Hence the Fourth Oil War-Bush's War on Terror-is a continuation of a hostile process that has been ongoing since the late 1950s. The sources of the problems show no sign of abating: the US and its allies still import oil; we still rely on unstable dictatorial regimes; those regimes are getting richer and more able to fight the US; and the people living under those same regimes hate the US more and more. Unless we change something about that formula, it will go on producing more wars for the coming decades.
What can we change? Bush and Cheney suggest drilling for more oil in Alaska-a nice solution if one is only interested in postponing the question by a few months, since only a few months' worth of oil is likely to be found in ANWR. The only permanent solution would be to reduce our oil dependency. The Saudi Oil Minister said in a moment of honesty in the 1980s, "The US could reduce its oil imports to zero within a few years if they put their minds to it." It's time we did so.
To do something about oil dependency, we need to recognize the connection between oil-consumptive activities and war: We drive SUVs and use hundreds of other high-energy products; we demand cheap oil to maintain that lifestyle; Congress responds by building the military to ensure the flow of cheap oil from unstable regimes; we then use the military as the need arises in oil-exporting countries; and oil stays cheap so we continue to drive SUVs. The problem is the billions of dollars to maintain the military, and the cost in lives during the periodic wars.
The military cost is substantial: we spend $331 billion a year on defense, and President Bush's new budget seeks a $48 billion annual increase. If Congress approves the increase, the total will be the equivalent of $3,800 for every taxpayer in the country, every year, just to pay for the military. A substantial part of that expenditure goes to ensure oil supply: for example, we maintain 14 aircraft carriers, compared to 13 for the rest of the world combined, so that we can keep one in the Persian Gulf, and one in the Indian Ocean. The Pentagon's military plans require aircraft carriers around the world so we can "project power" to maintain "vital US interests"-which almost always translates to "maintain the oil supply."
We are addicted to oil, and like any addict, we are in denial about our addiction. When Congress considers raising CAFE standards, which would require automobile manufacturers to improve gas mileage, that's considered an intrusion on our lifestyle. But the War on Terror is much more of an intrusion. And Congress rejected-in a near-unanimous vote-signing the Kyoto Protocol, which would commit the US to reducing oil consumption and greenhouse gas emissions, as too costly for Americans. But $3,800 per year in taxes for Oil Wars is higher than any projection of Kyoto's costs.

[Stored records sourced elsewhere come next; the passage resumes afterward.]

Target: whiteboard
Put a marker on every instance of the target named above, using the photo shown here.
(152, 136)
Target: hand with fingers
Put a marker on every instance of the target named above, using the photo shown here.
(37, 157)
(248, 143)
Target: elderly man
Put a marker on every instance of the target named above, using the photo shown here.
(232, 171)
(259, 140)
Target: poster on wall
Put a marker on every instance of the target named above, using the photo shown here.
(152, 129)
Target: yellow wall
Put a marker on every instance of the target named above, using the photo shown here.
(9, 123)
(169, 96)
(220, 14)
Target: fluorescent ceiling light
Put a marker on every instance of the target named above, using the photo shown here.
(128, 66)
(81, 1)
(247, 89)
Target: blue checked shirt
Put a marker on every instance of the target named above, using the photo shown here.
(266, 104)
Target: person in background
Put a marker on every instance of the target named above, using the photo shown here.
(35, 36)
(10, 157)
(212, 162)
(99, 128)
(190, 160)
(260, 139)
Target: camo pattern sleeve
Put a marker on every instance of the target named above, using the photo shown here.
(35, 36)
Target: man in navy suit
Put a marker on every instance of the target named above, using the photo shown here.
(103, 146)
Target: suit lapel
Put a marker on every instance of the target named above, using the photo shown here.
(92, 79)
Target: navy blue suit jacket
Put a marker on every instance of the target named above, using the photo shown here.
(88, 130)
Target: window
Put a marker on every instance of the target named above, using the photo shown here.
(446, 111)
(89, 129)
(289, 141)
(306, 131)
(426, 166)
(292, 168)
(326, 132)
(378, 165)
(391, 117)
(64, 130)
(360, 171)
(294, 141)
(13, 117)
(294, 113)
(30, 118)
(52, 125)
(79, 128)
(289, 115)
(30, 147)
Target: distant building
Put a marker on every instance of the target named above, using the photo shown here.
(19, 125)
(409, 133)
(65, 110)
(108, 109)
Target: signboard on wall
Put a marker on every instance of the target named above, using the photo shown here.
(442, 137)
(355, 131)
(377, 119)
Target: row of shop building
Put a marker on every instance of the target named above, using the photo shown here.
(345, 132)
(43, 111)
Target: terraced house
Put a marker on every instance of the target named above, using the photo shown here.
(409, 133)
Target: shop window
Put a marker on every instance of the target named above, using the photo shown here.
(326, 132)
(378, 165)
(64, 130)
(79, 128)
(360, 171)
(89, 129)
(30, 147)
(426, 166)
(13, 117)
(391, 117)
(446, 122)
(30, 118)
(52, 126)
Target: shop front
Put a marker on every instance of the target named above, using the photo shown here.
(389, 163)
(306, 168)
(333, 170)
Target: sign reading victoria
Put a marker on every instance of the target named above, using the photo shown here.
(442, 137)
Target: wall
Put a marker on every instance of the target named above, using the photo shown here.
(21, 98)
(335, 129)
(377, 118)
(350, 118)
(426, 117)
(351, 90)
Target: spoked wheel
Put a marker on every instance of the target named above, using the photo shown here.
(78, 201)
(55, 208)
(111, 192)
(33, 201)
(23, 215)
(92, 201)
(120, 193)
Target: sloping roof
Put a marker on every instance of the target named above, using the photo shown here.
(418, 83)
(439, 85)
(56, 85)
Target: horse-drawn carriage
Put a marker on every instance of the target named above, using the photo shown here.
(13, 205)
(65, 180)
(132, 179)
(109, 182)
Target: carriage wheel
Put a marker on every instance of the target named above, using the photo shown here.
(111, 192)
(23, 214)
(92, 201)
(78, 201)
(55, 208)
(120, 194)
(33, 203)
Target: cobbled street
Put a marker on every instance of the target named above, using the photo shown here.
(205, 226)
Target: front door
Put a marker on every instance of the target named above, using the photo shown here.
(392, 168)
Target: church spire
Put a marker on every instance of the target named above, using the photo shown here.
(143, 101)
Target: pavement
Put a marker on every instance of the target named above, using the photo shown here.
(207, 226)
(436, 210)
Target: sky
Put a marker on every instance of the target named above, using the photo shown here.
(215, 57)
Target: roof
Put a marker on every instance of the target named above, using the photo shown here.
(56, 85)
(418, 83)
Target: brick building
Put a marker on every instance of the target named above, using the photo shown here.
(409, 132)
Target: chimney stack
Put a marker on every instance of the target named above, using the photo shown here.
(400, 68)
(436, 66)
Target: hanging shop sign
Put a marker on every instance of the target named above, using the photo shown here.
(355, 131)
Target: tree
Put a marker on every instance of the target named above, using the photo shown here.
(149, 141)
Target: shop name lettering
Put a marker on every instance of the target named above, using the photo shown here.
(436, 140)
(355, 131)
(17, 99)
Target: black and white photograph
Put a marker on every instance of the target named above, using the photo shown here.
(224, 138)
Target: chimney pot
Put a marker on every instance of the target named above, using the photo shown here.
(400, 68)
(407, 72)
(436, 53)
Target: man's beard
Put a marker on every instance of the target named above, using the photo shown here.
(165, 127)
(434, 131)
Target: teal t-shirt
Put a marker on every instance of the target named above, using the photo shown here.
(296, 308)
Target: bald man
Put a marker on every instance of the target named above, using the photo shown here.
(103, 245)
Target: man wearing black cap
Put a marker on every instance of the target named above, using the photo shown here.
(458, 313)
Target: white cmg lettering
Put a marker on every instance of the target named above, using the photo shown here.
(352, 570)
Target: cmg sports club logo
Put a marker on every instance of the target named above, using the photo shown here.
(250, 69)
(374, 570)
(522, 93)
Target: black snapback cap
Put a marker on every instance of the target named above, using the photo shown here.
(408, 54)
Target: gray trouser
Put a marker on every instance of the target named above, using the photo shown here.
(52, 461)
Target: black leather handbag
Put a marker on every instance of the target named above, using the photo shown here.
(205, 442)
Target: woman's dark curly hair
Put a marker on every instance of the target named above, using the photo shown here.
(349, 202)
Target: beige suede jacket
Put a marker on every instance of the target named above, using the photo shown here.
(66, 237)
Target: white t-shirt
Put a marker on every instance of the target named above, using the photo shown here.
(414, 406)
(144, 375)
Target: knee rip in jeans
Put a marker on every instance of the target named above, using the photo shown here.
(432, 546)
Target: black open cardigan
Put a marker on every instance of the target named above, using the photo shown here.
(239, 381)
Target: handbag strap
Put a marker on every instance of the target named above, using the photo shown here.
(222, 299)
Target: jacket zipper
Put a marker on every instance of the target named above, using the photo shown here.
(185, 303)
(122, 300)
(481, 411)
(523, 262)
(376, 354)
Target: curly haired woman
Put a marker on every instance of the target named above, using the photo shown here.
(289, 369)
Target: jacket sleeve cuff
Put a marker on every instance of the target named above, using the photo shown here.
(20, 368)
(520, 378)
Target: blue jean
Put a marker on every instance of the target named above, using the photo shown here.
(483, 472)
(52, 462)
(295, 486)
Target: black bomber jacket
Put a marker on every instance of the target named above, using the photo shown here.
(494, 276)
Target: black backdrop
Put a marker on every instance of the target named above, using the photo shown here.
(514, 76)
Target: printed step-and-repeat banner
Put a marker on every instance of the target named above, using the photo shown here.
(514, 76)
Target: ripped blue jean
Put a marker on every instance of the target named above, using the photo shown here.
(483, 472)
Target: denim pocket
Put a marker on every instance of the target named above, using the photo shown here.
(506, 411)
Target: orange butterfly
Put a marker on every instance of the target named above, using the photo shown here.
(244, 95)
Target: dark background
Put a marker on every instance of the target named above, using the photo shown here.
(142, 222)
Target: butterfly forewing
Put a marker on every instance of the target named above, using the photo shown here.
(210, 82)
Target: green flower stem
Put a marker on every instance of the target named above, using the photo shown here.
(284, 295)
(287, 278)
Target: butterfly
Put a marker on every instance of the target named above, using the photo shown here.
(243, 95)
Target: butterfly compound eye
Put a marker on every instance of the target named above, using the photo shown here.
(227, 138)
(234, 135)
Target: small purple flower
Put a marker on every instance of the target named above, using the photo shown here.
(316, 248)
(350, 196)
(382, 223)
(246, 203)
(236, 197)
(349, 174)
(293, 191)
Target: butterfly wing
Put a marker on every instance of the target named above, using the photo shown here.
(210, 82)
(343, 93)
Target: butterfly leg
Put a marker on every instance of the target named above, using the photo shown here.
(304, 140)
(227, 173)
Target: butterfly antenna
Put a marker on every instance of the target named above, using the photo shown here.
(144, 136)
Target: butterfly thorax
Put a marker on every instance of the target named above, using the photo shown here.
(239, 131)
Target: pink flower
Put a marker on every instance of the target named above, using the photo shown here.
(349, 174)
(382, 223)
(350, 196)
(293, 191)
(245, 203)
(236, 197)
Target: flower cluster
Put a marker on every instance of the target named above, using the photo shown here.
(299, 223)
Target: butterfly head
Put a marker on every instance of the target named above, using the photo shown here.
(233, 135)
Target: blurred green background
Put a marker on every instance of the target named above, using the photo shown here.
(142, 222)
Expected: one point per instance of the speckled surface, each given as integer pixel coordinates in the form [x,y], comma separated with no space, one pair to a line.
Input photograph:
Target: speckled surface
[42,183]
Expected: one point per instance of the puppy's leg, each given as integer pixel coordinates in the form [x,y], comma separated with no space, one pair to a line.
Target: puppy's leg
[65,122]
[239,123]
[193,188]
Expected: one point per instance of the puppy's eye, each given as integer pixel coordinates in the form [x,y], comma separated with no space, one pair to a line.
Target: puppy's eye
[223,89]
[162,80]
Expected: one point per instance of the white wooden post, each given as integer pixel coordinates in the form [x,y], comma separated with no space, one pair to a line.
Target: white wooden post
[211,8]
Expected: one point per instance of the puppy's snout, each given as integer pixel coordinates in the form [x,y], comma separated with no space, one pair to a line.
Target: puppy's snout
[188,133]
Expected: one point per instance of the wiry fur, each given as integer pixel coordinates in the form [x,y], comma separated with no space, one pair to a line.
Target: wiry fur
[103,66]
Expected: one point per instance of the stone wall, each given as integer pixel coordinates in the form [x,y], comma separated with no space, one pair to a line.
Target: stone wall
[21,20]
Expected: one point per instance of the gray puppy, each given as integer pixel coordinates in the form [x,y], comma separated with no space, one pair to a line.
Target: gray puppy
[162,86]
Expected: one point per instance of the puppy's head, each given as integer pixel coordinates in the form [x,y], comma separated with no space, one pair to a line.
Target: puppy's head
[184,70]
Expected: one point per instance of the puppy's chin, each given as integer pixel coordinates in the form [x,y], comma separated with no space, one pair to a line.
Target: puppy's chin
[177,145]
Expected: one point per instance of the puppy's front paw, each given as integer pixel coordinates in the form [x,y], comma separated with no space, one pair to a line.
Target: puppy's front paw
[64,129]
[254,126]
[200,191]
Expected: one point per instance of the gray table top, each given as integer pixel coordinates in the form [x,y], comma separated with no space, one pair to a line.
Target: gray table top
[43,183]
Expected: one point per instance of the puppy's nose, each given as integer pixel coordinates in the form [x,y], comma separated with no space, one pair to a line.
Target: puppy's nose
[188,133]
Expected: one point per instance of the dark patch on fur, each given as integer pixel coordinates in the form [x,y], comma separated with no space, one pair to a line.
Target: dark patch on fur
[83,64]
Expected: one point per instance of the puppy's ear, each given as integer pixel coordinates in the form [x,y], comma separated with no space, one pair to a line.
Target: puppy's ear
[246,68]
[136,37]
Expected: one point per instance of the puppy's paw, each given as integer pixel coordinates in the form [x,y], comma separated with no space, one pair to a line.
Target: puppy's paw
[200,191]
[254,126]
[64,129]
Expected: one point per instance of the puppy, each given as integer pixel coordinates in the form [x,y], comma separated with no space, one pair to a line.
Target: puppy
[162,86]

Our oil-based lifestyle is no longer just an environmentalist issue, and no longer just a symbol of material consumption. Oil consumption has become a matter of national security-not to maintain the supply, but to reduce our demand so we no longer need the supply. The price of maintaining our current oil consumption will be an ongoing Oil War for the indefinite future, of which the War on Terror will be just the current version. We must reduce our oil consumption or face a future of international war. Is that worth the convenience of cheap gas?
Jesse Gordon resided in Israel prior to the 1973 Yom Kippur war and has traveled to several oil-exporting countries, including Nigeria, Indonesia, Mexico, Russia, and around the Mideast.